Your patient has been trying to lose weight for years.
But no matter how many grapefruits she eats, whether she goes ‘gluten free’ or replaces her snacks with lean meats and long walks on the treadmill, the 35-year old’s weight has hit a plateau. And with the weight have come a series of troubling health effects, most recently high blood pressure and sleep apnea.
It’s time to consider bariatric surgery. She’s nervous but excited. You’ve referred a few patients to bariatric surgery before, so you’re prepared for most of her questions. But then she comes up with a question that has you stuck.
Your patient hopes to get pregnant in the future. Will her pregnancy face the same potential for poor outcomes – gestational diabetes, large birth and congenital malformations among them – as it would if she conceived now, prior to bariatric surgery? On the other hand, she wonders, does bariatric surgery bring with it a new host of pregnancy-related risk?
You aren’t sure. You know well that maternal obesity would place your patient and fetus at risk for gestational diabetes, complications with delivery, some congenital malformations and preterm birth. You know, too, that bariatric surgery can normalize glucose control in diabetics. But without a large-scale study investigating the effect of bariatric surgery on gestational diabetes on pregnancy outcomes, you aren’t sure how to respond.
A study published in this week’s NEJM might help answer your patient’s question.
In their paper, “Outcomes of Pregnancy in Women with Prior Bariatric Surgery,” Kari Johansson and colleagues set out to assess the risk of gestational diabetes, large-for-gestational-age (LGA) birth, small-for-gestational-age (SGA) birth, stillbirth, neonatal death and major congenital malformations in infants born to women who had undergone bariatric surgery.

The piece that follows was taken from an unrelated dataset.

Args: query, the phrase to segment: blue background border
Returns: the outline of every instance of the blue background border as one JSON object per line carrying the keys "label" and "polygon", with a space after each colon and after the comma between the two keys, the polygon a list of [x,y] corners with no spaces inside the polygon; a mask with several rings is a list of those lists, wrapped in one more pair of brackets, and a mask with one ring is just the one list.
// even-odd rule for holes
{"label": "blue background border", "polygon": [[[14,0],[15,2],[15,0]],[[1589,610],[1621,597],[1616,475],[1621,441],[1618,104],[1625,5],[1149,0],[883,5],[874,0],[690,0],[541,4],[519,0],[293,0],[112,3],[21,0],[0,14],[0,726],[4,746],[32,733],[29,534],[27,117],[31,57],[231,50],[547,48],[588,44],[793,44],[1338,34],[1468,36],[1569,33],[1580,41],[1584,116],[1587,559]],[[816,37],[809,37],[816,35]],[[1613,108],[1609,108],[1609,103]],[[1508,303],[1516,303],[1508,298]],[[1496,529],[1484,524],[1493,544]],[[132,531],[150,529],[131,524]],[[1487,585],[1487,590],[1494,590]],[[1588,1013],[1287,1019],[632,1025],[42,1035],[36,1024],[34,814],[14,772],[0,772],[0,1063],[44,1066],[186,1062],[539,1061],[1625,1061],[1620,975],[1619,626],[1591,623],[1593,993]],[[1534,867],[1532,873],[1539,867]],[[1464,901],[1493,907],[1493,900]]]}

To conduct this population wide study, the investigators tapped into the Swedish health system’s extensive nationwide registers and came up with 670 births to women who had undergone bariatric surgery and had a pre-surgery BMI recorded. The vast majority of these bariatric procedures were gastric bypass. The researchers then compared outcomes to another group of women who hadn’t undergone surgery and whose pre-pregnancy BMI was similar to the the pre-surgery BMI of the bariatric surgery group.
Their results? As expected, patients who had undergone bariatric surgery had lower rates of gestational diabetes (in just below two percent of the post-surgery group compare to nearly seven percent of the control group). As for the babies, post-surgery births were less likely to be large-for-maternal age – but more likely to be small-for-maternal age. While post-surgery pregnancies were shorter on average, there was no significant risk in the difference of preterm birth and no difference in the frequency of congenital malformations.
On a more troubling note, there was a suggestion of a higher risk of stillbirth and neonatal death in the infants delivered to post-surgery mothers (1.7 percent versus 0.7 percent), but this did not meet the cut-off for statistical significance.
The authors acknowledge some limitations to their study. It is an observational study and thus can’t make a determination as to cause and effect. Furthermore, as the Swedish population is mostly Caucasian, findings are not necessarily generalizable to other groups.
In an accompanying editorial, Aaron B. Caughey, who chairs the department of Obstetrics and Gynecology at Oregon Health and Science University, notes that with expanding rates of obesity in the US, obstetricians can expect to see an increasing number of women who have undergone bariatric surgery. While the current study does not lead to any direct change in management, he notes, “decisions regarding bariatric surgery in women of reproductive age should take into account the benefits and risks associated with this not inconsequential procedure in terms of both pregnancy and long-term health.”